Zo vertelt de mythe. Wij mogen vanavond uit een andere bron putten als we het hebben over de christelijke hoop. En ik denk gemeente dat het wel nodig is dat wij in onze nou gemeente in de preken, en ook in ons gezinsleven, wel zicht hebben op wat nu de christelijke hoop is. Niet zomaar de hoop die wij uitspreken, ik hoop of wij hopen. Maar wat is nou het specifieke van de christelijke hoop?

Nou die christelijke hoop gemeente is elk geval een hoop die ergens op gegrond is. Het Griekse grondwoord duidt daar ook op. Die hoop heeft een grond, die zweeft maar niet ergens. Om het zo maar eens te zeggen, het is geen misschien maar een vastigheid. Ik denk dat wij ook in onze kerkelijke taalgebruik daar niet altijd zo uit leven, uit dat vaste van de christelijke hoop. Want hoe gaat dat? Als er iemand sterft uit ons midden? Waar is opa nu, waar is oma, waar is mijn vader, mijn moeder, mijn kind? Ja wij hopen dat, weet je het zeker, ‘wij hopen dat’.

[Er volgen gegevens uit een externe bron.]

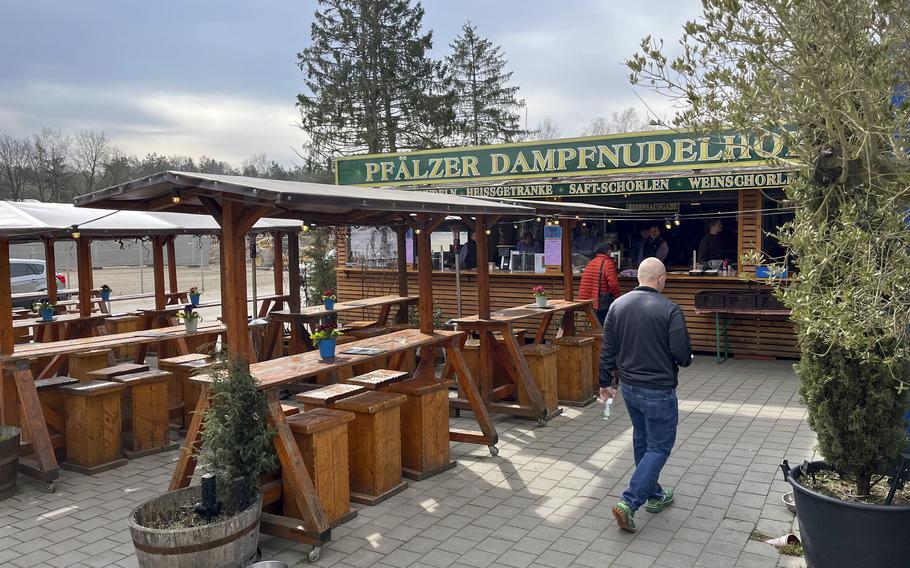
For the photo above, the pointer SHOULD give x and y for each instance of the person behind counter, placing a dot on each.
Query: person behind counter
(584, 241)
(528, 243)
(711, 246)
(467, 256)
(654, 246)
(599, 282)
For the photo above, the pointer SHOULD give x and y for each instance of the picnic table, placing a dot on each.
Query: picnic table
(19, 396)
(301, 342)
(508, 354)
(271, 375)
(722, 317)
(64, 326)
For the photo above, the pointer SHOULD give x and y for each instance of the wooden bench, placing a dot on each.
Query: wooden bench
(145, 413)
(542, 361)
(108, 373)
(424, 426)
(322, 436)
(81, 364)
(575, 382)
(374, 438)
(93, 426)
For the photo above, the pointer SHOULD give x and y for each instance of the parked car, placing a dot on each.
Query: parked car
(30, 275)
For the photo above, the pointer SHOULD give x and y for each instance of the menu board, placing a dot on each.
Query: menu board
(552, 245)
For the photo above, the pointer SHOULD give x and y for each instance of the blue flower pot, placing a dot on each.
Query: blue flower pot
(327, 348)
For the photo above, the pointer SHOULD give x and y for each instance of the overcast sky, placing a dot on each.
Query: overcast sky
(219, 77)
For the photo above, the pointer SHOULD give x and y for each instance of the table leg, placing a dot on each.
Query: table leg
(488, 434)
(293, 469)
(186, 463)
(524, 374)
(33, 424)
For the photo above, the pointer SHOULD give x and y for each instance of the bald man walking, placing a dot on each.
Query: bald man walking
(646, 340)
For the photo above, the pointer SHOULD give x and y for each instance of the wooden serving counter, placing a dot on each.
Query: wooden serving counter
(749, 335)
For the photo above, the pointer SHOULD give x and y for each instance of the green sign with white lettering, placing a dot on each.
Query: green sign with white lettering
(744, 180)
(589, 156)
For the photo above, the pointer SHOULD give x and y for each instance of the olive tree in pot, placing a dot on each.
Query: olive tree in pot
(215, 525)
(830, 80)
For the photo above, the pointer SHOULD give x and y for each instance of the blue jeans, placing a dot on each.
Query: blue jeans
(654, 414)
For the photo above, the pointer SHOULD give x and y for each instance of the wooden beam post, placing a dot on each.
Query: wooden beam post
(158, 271)
(172, 267)
(84, 271)
(236, 223)
(50, 261)
(296, 340)
(401, 235)
(425, 273)
(483, 267)
(567, 277)
(7, 339)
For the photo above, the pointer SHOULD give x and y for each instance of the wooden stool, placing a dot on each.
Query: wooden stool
(374, 445)
(92, 426)
(424, 426)
(573, 375)
(124, 324)
(326, 397)
(178, 414)
(52, 405)
(81, 364)
(145, 413)
(376, 380)
(595, 357)
(542, 360)
(108, 373)
(322, 436)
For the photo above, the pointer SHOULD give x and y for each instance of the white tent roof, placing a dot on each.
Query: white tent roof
(29, 220)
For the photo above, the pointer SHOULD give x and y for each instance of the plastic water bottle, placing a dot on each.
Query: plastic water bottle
(608, 407)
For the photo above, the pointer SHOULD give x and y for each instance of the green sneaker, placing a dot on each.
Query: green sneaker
(624, 516)
(658, 505)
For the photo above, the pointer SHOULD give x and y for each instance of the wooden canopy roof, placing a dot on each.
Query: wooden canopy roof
(187, 192)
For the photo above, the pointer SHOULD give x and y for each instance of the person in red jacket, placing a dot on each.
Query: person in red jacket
(599, 280)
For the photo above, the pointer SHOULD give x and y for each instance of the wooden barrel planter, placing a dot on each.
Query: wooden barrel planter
(226, 544)
(9, 460)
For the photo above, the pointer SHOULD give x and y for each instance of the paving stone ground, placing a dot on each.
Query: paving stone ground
(544, 501)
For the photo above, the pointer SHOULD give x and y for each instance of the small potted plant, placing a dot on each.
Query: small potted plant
(215, 524)
(190, 317)
(326, 337)
(328, 299)
(45, 308)
(540, 294)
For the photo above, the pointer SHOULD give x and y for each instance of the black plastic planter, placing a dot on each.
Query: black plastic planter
(839, 533)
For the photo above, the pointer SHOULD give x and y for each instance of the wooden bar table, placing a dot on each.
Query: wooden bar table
(272, 375)
(313, 314)
(508, 354)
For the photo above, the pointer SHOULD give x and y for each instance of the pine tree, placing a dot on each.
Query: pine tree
(371, 86)
(485, 105)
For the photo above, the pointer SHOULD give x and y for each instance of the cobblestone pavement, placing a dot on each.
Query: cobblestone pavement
(544, 501)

En in hoe vaak zie je het ook niet staan, en ik zeg het met alle respect hoor, dat iemand ontslapen is in de hope des eeuwige levens. Toen ik eens aan iemand vroeg wat bedoel je daar precies mee, toen werd er eigenlijk gezegd ja maar we weten het toch niet zeker. Terwijl dat woordje hopen met hoofdletters stond. Hoe zit dat bij u, bij jou?

Leven wij gemeente vanuit dat vaste van de christelijke hoop? Kun je dat weten? Kun je meer zeggen dan een misschien, meer zeggen dan we weten het niet zeker. Letterlijk las ik ergens zou je dat woordje want in de hoop zijn wij zalig geworden ook kunnen vertalen want voor de hoop zijn wij zalig geworden. In de hoop zou je nog kunnen denken we weten het niet zeker. Maar hier staat letterlijk in het Grieks een aanduiding wij zijn gered, wij zijn zalig geworden voor de hoop. Dat wil zeggen, daar is een redding die gegrond is en waarop wij iets hopen dat zeker is. Die hoop gaat ergens op terug.

Je zou de hoop gemeente kunnen vergelijken met een brug. Een brug die twee oevers aan elkaar verbindt. De ene oever is het verleden en de andere oever is de toekomst. De hoop is de brug naar wat er in het verleden is gebeurd en wat in de toekomst wacht. En wat is er in het verleden gebeurd, ja, wat is nou in het verleden gebeurd gemeente waarop wij gegronde hoop mogen vestigen? Misschien dat iemand denkt, dan moet je iets in je hart meegemaakt hebben. Dat ook. Dat ook. Maar uiteindelijk is de christelijke hoop gegrond in het verleden, laat ik het zo zeggen, van de opstanding van Jezus Christus. In Zijn kruis en opstanding zou je kunnen zeggen daar is de grond gelegd van de hope van het eeuwige leven.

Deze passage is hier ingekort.